Tek-Tips is the largest IT community on the Internet today!

Members share and learn making Tek-Tips Forums the best source of peer-reviewed technical information on the Internet!

  • Congratulations IamaSherpa on being selected by the Tek-Tips community for having the most helpful posts in the forums last week. Way to Go!

Extracting Data from COBOL produced .DAT file

Status
Not open for further replies.

doktord

Technical User
Sep 26, 2006
24
US
Hey guys,

I'm working on a program to run in conjunction with some software that was written in COBOL. The software produces and stores information in .DAT and .KEY files located on a server.

I need to access the data stored in these files to use with a program I'm writing in VB.

I've been searching around the forums and there really aren't too many threads out there about decrypting .DAT files and even fewer are able to successfully do it.

I've tried just simply opening the .DAT files in notepad and all I get are random numbers and symbols.

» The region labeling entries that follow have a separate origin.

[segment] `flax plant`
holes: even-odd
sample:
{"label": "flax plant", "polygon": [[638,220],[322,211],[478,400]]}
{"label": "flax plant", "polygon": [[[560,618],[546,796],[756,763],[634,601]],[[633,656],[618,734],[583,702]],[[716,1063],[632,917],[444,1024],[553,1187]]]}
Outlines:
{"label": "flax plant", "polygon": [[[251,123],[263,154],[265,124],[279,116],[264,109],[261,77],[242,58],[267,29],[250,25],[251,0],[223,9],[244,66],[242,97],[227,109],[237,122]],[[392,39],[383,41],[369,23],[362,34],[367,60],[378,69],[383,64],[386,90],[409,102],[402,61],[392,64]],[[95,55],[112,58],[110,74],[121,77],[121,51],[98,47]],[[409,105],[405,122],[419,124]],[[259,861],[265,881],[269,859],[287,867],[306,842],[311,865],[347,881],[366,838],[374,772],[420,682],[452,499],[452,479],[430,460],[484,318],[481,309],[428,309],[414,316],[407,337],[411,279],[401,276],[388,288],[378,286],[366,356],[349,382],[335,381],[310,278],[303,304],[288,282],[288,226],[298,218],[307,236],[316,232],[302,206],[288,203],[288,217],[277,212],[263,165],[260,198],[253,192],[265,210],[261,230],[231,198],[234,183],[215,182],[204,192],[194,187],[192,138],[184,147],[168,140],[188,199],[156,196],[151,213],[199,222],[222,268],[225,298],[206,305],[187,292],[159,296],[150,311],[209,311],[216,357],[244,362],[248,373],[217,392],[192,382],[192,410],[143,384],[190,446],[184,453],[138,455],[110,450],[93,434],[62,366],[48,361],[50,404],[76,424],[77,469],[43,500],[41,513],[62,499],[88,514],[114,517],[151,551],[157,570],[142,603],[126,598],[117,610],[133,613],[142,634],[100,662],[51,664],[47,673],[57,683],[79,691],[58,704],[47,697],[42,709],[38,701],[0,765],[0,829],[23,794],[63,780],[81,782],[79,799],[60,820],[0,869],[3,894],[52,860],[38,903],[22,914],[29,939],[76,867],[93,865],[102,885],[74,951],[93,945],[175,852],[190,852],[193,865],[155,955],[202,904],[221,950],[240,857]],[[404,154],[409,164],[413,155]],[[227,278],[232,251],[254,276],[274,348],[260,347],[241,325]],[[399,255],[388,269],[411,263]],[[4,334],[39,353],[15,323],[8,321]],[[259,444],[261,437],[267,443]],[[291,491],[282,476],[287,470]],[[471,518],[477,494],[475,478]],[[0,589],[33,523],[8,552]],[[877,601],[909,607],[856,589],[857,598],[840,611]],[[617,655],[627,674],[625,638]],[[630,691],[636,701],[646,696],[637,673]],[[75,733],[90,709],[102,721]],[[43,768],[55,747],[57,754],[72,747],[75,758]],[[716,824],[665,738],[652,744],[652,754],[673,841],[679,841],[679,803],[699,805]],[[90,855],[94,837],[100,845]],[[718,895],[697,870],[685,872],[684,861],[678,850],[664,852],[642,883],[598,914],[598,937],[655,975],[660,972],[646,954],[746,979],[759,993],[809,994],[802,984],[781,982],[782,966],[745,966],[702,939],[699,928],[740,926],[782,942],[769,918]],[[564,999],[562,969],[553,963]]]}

I also tried opening the files in a free trial of DataViewer, which worked to a certain extent but still butchered some of the data.

I can provide pretty much any information that would be helpful in figuring this out. I can provide files to tinker with, some small programs, and I'm waiting to hear back from the software people as to what compiler was used to compile the COBOL program that makes the .DAT files.

I really appreciate your time and patience. I'm just a moderate level (if that) hobby programmer trying to get this program to work in conjunction with this software.
 
Sounds as though you may have a VSAM file. Try searching for any interfaces for that. Perhaps the simplest way is just to create another COBOL program to extract the data you want - or change the original program to output another file with the data you want.


Nic
 
I did see that thread (which is what lead me to this forum). The only thing is, it is pretty far over my head. How would I use the hex editor to figure out how to decode the information?
 
The "hex editor" would allow viewing of the actual content rather than the "random numbers and symbols". If you post the first few records in hex, someone here may recognize what kind of records these are.

The hex editor would not "decode" these (that is a completely different exercise), but could be used to possibly identify exactly what they are. Sometimes a .dat file is simply data other times it is some proprietary or other custom format.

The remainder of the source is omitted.